Ook de werkwijze van Nederland ten aanzien van de specifieke hervestigingsmissie in Kenia sterkt mij in mijn overtuiging dat Nederland niet strikter toetst dan voorheen en bovendien niet strikter toetst dan andere landen. Met UNHCR in Nairobi hebben we de voordrachten aan Nederland geanalyseerd. De voordrachten hadden zeer diverse achtergronden. Bij een belangrijk deel van de voordrachten stond de noodzaak voor bescherming voorop. Tussen de voordrachten zaten daarnaast ook alleenstaande vrouwen met kinderen en slachtoffers van martelingen. Ook de opleidingsachtergronden van de vluchtelingen waren zeer divers; van analfabeten tot personen met een universitaire opleiding.
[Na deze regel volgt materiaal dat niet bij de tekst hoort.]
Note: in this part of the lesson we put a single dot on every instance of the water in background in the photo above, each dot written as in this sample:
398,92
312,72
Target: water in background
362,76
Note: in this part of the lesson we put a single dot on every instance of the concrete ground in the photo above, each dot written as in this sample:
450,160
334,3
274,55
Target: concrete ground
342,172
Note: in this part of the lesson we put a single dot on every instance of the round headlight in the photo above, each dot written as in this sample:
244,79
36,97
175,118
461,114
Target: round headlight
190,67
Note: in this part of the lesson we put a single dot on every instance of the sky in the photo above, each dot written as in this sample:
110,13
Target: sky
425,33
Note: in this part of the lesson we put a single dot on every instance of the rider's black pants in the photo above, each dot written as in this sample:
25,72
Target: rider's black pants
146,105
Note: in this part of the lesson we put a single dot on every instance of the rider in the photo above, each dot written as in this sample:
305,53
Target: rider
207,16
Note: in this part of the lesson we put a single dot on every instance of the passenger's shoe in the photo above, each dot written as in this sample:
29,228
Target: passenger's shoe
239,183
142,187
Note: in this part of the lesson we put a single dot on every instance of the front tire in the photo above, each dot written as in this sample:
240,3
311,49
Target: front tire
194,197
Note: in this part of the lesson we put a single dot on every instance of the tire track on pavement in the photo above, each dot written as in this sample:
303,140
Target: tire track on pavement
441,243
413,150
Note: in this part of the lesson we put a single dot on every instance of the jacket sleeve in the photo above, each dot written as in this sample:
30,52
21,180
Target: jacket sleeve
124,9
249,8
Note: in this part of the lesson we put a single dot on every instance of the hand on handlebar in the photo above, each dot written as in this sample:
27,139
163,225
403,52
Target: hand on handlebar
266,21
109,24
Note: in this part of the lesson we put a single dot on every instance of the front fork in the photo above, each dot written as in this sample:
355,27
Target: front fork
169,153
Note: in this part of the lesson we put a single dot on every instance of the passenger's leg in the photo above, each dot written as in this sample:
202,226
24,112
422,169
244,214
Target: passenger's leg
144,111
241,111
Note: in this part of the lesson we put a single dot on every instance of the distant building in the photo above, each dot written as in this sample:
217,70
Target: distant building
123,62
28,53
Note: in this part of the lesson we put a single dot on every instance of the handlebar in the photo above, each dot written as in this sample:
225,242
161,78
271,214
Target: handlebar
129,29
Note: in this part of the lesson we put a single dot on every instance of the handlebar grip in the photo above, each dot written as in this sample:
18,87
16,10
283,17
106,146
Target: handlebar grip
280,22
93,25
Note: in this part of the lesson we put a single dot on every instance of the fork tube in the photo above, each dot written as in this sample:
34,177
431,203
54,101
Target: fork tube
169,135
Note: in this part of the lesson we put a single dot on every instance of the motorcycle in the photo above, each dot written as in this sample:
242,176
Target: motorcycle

Hieruit blijkt dat het bieden van bescherming zeer wezenlijk is voor Nederland, dat er oog is en blijft voor kwetsbare groepen en dat het integratiepotentieel niet op de voorgrond staat. UNHCR Kenia bevestigde dit beeld en gaf expliciet aan dat de Nederlandse criteria voor hervestiging over het algemeen helder zijn.

Uiteindelijk komen zes van de 80 in Kenia voorgedragen personen niet in aanmerking voor hervestiging. Vier personen, behorend tot één familie, komen niet in aanmerking voor hervestiging op asielinhoudelijke gronden. Bij 2 personen (die bij elkaar horen) was er te grote twijfel over of zij het zelfstandig zouden redden in Nederland, terwijl betrokkenen zich volgens de missieleden in het vluchtelingenkamp redelijk staande konden houden. Over negen personen volgt nog een beslissing, voornamelijk omdat er nog extra informatie is opgevraagd bij UNHCR.

Concluderend sluit ik af met de opmerking dat het werkbezoek aan Kenia mij heeft overtuigd van de noodzaak tot voortzetting van de lange Nederlandse traditie van deelneming aan het VN hervestigingsprogramma omdat individuele vluchtelingen letterlijk geen andere uitweg hebben en bescherming voor hen noodzakelijk is. Ook ben ik van oordeel dat door Nederland op zeer zorgvuldige en juiste wijze getoetst wordt of personen die worden voorgedragen in aanmerking komen voor hervestiging in Nederland.

De minister voor Immigratie, Integratie en Asiel, G. B. M. Leers


X Noot
1

Zoals is aangegeven in de beleidsvisie stroomlijning toelatingsprocedures van 22 februari 2011 wordt voorgesteld artikel 29, eerste lid, sub c van de Vreemdelingenwet 2000 te laten vervallen.